Ahead of the shift in policy, economists have warned that the stamp duty rises will hit the housing market and make it harder for people to move.

Adam Corlett, the principal economist at the Resolution Foundation, warned that the stamp duty rises across the market would likely trigger a 4pc drop in transactions next year.

Mr Corlett said: “Stamp duty is a bad tax as it discourages mobility.”

Aneisha Beveridge, head of research at Hamptons, warned that the stamp duty rises will mean that nine in 10 movers will be hit by a stamp duty bill next year, up from just over half today.

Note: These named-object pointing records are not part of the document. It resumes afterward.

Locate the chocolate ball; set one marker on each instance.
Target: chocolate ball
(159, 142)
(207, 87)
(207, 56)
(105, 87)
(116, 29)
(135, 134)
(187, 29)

Ms Beveridge said: “If the £125k nil-rate band had risen in line with national property prices since it was first introduced in 2006, it should be around £215,675 today to ensure that the majority of households can move tax-free.”

A landlord purchasing a typical home in April will have to pay a record 4.8pc of the property price in tax, up from 4pc a month earlier.

A home-mover will have to pay 1.8pc of the property value in tax, up from 1pc if they had completed a month earlier.

Buyers in London and Southern England, where house prices are highest, have seen the biggest increases in their stamp duty bills because rates are far higher on more expensive homes. The tax is charged at 12pc on the value of a property above £1.5m.

Ms Beveridge said: “Tax rates for more expensive homes have been disproportionately hiked by successive governments over the last 20 years, dragging far more people into paying a bill.”

 A Treasury spokesman said: “We do not comment on speculation around tax changes outside of fiscal events.”